Following are some more resources covering machine learning and data analytics. You can find more of such resources on the upGrad blog:
- Machine Learning with R: Everything You Need to Know
- Top 5 Online Machine Learning Courses to Improve your Career
- Top Data Analytics Tools Every Data Scientist Should Know About
- Career in Data Analytics: Ultimate Guide 
What are your thoughts on our article on machine learning vs data analytics? Let us know by dropping a comment below.
Is Data Analytics different from machine learning?
Yes, they are different. Data Analytics is the process of deriving meaningful insight from the data through various analytical methods and tools. Machine learning and analytics are two important processes of data science which are generally used together to transform data into useful information. In machine learning, computer programs are developed to make decisions/learn by themselves using algorithms programmed into them. On the contrary, data analytics is the process of deriving insights from the data.
Is data analytics necessary for machine learning?

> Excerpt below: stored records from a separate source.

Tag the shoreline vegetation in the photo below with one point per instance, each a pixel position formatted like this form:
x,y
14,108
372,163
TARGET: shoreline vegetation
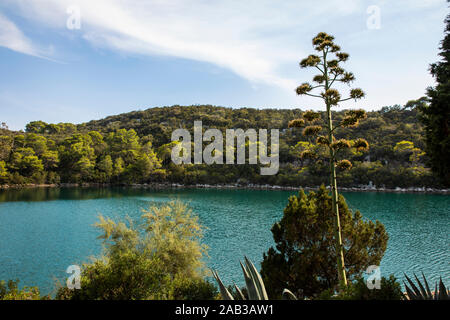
x,y
158,186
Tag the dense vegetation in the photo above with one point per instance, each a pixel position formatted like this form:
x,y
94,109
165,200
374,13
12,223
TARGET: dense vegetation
x,y
135,148
304,257
436,115
162,258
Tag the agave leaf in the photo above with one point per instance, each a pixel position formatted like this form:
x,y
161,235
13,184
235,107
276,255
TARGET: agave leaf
x,y
436,294
411,295
241,295
288,295
413,287
257,279
443,295
250,283
422,289
226,295
429,293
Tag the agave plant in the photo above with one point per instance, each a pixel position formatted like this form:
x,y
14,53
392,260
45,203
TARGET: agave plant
x,y
254,284
423,292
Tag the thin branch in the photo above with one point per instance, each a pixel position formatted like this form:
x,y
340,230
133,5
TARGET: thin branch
x,y
333,80
320,70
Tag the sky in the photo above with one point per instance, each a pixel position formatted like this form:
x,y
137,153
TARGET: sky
x,y
79,60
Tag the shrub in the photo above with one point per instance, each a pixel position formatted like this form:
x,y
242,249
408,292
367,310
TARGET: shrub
x,y
390,289
304,259
158,259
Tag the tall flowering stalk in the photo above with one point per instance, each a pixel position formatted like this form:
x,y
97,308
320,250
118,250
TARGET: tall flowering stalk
x,y
327,62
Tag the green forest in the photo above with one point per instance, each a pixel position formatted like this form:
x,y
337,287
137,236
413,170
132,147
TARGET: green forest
x,y
135,148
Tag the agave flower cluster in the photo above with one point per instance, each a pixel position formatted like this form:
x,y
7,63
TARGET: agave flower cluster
x,y
311,123
328,64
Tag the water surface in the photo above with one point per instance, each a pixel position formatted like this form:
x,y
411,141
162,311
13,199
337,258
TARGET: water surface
x,y
43,231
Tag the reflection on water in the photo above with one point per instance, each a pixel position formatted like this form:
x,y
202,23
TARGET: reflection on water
x,y
42,231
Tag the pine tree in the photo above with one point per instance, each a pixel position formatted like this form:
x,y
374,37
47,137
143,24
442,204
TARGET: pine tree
x,y
436,115
330,73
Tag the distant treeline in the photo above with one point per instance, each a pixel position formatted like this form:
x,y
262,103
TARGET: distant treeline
x,y
135,148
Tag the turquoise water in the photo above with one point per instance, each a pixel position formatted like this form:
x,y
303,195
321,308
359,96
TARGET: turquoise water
x,y
43,231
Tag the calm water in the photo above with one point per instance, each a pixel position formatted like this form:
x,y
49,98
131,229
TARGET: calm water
x,y
43,231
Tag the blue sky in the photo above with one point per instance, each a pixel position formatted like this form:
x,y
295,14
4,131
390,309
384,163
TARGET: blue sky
x,y
131,55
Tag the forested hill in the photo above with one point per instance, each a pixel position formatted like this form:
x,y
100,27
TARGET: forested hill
x,y
132,148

Data analytics is a critical component of machine learning. When machine learning is used for the first time for a new situation, it is usually the data analytics part that makes the prediction. In a machine learning system, the raw input data is first passed through a cleaning and transformation process, which results in high-quality data that is suitable for machine learning. Then a machine learning model is applied to the data in order to produce the output. It is the job of the data analytics part to make sure that the input data is of the highest quality possible. This is because machine learning models tend to become unstable with low-quality input data.
Why are data analytical skills important?
Analytical skills are required for data analytics, data mining, and data science. Data analytical skills are required for visualizing, analyzing, and interpreting data. You can build analytical skills by taking online courses or a college degree. Analytical skills are important for data scientists because the job focuses on extracting knowledge from the data. Data analytics skills are important for data scientists because the job focuses on complex data manipulation. A programmer who wants to become a data scientist can start by taking an online course.